Step 4: Calculate the total interest earned between both accounts in 60 days
Total interest earned = Interest earned on the 60-day CD + Interest earned on the regular savings account
Total interest earned = $44.06 + $4.00 = $48.06

Therefore, the total interest earned between both accounts in 60 days is $48.06.

To calculate the total interest earned in 60 days for both accounts, we first need to determine the amounts invested in each account.

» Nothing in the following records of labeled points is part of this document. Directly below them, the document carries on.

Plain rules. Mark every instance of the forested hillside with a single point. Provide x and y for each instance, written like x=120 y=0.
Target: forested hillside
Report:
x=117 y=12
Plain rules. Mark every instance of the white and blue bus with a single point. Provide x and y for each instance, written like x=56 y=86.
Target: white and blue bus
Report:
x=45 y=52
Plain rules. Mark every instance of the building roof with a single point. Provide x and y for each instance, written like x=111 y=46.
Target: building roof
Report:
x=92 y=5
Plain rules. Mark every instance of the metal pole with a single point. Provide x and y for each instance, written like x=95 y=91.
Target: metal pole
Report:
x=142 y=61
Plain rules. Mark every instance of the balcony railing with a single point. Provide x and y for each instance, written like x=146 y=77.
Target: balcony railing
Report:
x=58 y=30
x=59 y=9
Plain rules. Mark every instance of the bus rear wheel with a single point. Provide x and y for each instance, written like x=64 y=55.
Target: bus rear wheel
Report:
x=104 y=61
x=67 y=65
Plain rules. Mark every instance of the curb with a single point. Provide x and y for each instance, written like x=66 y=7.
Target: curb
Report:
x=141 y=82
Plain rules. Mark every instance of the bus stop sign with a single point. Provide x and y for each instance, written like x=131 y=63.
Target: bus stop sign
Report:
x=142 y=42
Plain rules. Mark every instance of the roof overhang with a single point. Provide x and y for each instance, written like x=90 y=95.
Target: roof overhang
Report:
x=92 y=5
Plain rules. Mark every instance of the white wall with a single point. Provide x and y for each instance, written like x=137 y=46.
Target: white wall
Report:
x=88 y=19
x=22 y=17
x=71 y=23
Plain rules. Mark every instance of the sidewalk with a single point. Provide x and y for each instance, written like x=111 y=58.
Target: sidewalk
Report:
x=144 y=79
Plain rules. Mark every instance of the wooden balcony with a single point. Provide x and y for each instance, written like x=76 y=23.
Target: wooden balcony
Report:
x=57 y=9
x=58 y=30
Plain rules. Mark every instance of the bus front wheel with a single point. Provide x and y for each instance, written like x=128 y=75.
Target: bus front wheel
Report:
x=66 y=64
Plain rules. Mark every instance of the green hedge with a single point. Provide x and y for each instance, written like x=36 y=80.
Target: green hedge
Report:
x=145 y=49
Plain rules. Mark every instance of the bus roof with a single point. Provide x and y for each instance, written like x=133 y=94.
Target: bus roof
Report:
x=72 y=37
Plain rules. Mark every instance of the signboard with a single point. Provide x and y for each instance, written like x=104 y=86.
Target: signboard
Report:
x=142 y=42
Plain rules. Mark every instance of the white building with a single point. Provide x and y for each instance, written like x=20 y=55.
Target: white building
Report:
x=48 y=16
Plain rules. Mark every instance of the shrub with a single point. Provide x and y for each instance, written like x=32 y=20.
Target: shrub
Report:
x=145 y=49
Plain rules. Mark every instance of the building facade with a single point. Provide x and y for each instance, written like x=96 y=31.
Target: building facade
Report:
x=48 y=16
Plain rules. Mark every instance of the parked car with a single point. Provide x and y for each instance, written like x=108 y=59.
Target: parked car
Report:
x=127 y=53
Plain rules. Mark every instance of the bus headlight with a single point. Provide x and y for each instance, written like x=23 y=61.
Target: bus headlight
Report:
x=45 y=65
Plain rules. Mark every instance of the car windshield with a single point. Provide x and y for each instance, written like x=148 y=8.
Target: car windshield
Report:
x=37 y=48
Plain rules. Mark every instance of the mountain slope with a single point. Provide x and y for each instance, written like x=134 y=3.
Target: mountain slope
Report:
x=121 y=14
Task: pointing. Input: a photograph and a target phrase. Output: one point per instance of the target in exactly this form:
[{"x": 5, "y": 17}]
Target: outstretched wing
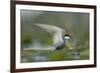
[{"x": 56, "y": 31}]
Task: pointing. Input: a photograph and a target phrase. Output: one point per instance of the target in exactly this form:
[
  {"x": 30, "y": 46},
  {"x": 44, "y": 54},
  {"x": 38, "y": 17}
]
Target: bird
[{"x": 60, "y": 39}]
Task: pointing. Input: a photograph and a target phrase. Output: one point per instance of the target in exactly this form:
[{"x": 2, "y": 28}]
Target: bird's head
[{"x": 67, "y": 37}]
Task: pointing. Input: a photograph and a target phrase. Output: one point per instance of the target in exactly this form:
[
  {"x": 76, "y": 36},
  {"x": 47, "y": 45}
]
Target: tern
[{"x": 60, "y": 39}]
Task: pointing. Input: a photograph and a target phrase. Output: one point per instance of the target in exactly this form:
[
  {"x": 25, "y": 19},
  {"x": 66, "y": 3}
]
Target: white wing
[{"x": 57, "y": 32}]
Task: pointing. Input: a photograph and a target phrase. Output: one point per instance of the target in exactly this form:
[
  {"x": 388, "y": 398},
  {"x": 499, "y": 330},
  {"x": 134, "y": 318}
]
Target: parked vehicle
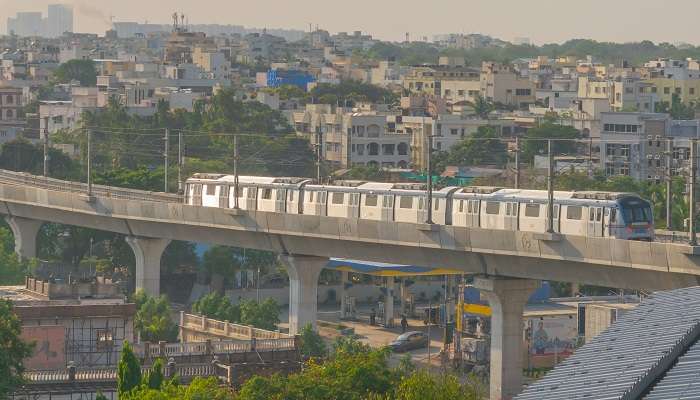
[{"x": 409, "y": 341}]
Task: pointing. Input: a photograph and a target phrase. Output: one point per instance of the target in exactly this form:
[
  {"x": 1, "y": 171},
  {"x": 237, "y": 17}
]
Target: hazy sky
[{"x": 540, "y": 20}]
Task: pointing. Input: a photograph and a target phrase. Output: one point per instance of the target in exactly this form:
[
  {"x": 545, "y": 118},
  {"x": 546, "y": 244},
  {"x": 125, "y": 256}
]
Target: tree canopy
[
  {"x": 153, "y": 318},
  {"x": 83, "y": 71},
  {"x": 13, "y": 350}
]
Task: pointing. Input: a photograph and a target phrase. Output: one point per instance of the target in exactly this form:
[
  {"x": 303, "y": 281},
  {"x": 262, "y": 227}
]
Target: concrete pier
[
  {"x": 303, "y": 289},
  {"x": 507, "y": 298},
  {"x": 148, "y": 252}
]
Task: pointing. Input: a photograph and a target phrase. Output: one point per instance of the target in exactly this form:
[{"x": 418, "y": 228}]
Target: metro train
[{"x": 587, "y": 213}]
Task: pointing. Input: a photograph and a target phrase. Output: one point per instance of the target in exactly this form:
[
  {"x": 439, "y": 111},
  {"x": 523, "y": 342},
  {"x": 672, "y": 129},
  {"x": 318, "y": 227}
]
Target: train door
[
  {"x": 353, "y": 205},
  {"x": 196, "y": 193},
  {"x": 223, "y": 196},
  {"x": 422, "y": 212},
  {"x": 251, "y": 198},
  {"x": 280, "y": 195},
  {"x": 595, "y": 221},
  {"x": 511, "y": 217},
  {"x": 387, "y": 208},
  {"x": 474, "y": 212}
]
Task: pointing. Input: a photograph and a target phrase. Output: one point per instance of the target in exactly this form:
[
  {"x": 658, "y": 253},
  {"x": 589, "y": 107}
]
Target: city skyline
[{"x": 553, "y": 22}]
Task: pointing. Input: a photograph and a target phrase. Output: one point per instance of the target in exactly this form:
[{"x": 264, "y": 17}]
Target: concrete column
[
  {"x": 343, "y": 281},
  {"x": 148, "y": 252},
  {"x": 507, "y": 298},
  {"x": 389, "y": 303},
  {"x": 303, "y": 289},
  {"x": 24, "y": 231}
]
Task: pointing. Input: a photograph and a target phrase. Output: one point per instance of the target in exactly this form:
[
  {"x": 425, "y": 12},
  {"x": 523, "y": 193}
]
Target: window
[
  {"x": 105, "y": 339},
  {"x": 493, "y": 207},
  {"x": 371, "y": 200},
  {"x": 373, "y": 149},
  {"x": 532, "y": 210},
  {"x": 573, "y": 212},
  {"x": 338, "y": 198}
]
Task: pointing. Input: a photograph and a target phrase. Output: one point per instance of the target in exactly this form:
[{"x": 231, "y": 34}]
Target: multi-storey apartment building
[{"x": 501, "y": 84}]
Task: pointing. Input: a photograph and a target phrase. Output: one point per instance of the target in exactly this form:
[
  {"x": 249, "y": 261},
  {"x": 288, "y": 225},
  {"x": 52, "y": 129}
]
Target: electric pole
[
  {"x": 89, "y": 162},
  {"x": 669, "y": 183},
  {"x": 165, "y": 157},
  {"x": 517, "y": 162},
  {"x": 550, "y": 190},
  {"x": 235, "y": 172},
  {"x": 429, "y": 203},
  {"x": 180, "y": 188},
  {"x": 691, "y": 205},
  {"x": 46, "y": 146}
]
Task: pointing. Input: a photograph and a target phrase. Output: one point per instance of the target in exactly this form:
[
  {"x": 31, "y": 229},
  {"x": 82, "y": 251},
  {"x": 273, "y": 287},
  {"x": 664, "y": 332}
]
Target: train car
[{"x": 592, "y": 214}]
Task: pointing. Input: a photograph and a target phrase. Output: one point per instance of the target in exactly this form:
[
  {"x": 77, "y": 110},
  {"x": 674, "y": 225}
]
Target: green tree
[
  {"x": 677, "y": 108},
  {"x": 312, "y": 344},
  {"x": 217, "y": 306},
  {"x": 83, "y": 71},
  {"x": 482, "y": 147},
  {"x": 219, "y": 262},
  {"x": 421, "y": 385},
  {"x": 153, "y": 318},
  {"x": 13, "y": 350},
  {"x": 263, "y": 315},
  {"x": 128, "y": 371},
  {"x": 535, "y": 141},
  {"x": 154, "y": 378},
  {"x": 482, "y": 107}
]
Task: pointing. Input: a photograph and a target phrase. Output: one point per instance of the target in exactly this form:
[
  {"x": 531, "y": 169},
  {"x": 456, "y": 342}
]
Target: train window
[
  {"x": 532, "y": 210},
  {"x": 371, "y": 200},
  {"x": 573, "y": 212},
  {"x": 493, "y": 207},
  {"x": 338, "y": 198}
]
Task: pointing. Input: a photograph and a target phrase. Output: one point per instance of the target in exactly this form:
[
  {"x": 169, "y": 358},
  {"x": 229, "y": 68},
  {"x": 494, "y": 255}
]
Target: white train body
[{"x": 592, "y": 214}]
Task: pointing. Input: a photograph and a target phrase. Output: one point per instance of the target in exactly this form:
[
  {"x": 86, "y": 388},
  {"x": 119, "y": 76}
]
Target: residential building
[
  {"x": 500, "y": 84},
  {"x": 634, "y": 144}
]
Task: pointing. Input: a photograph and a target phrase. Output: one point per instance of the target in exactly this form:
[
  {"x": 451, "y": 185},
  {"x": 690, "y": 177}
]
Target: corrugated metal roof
[{"x": 627, "y": 359}]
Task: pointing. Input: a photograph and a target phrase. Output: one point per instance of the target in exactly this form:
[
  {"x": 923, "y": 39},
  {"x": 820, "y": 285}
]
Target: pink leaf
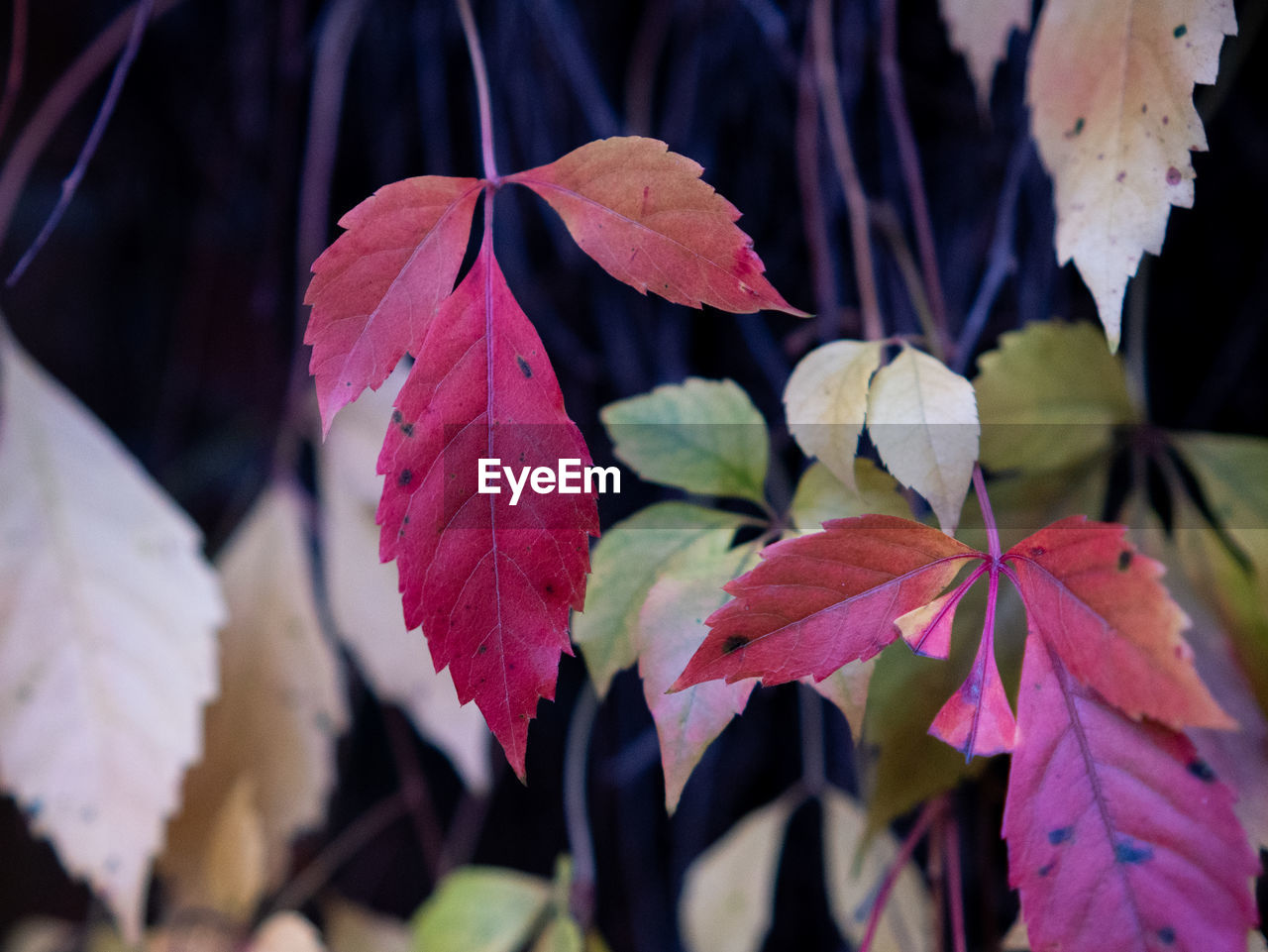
[
  {"x": 1118, "y": 837},
  {"x": 376, "y": 288},
  {"x": 489, "y": 582}
]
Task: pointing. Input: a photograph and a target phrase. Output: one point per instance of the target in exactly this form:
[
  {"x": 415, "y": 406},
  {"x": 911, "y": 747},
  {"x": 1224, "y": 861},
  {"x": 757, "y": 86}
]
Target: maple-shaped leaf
[
  {"x": 489, "y": 582},
  {"x": 1101, "y": 606},
  {"x": 376, "y": 288},
  {"x": 824, "y": 598},
  {"x": 1110, "y": 95},
  {"x": 1118, "y": 837},
  {"x": 644, "y": 214}
]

Step 1: Calculate the fixed expenses:
Fixed expenses = 30% * Gross income
Fixed expenses = 0.30 * $4,520.00
Fixed expenses = $1,356.00

Step 2: Calculate the amount saved:
Amount saved = Gross income - Fixed expenses
Amount saved = $4,520.00 - $1,356.00
Amount saved = $3,164.00

Step 3: Determine the amount placed in the 60-day CD:
Amount in CD = 75% * Amount saved
Amount in CD = 0.75 * $3,164.00
Amount in CD = $2,373.00

Step 4: Determine the amount in the regular savings account:
Amount in savings account = Amount saved - Amount in CD
Amount in savings account = $3,164.00 - $2,373.00
Amount in savings account = $791.00

Now that we know the amounts in each account, we can calculate the interest earned in 60 days.

Step 5: Calculate the interest earned on 60-day CD:
Interest earned on CD = (Principal * Rate * Time) / 100
Interest earned on CD = ($2,373.00 * 5.25% * 60 days) / 365 days
Interest earned on CD = $20.60068

Step 6: Calculate the interest earned on the regular savings account:
Interest earned on savings account = (Principal * Rate * Time) / 100
Interest earned on savings account = ($791.00 * 3.8% * 60 days) / 365 days
Interest earned on savings account = $7.18811

Step 7: Calculate the total interest earned in 60 days:
Total interest earned = Interest earned on CD + Interest earned on savings account
Total interest earned = $20.60068 + $7.18811
Total interest earned = $27.78879

Therefore, the total interest earned between both accounts in 60 days amounts to approximately $27.79.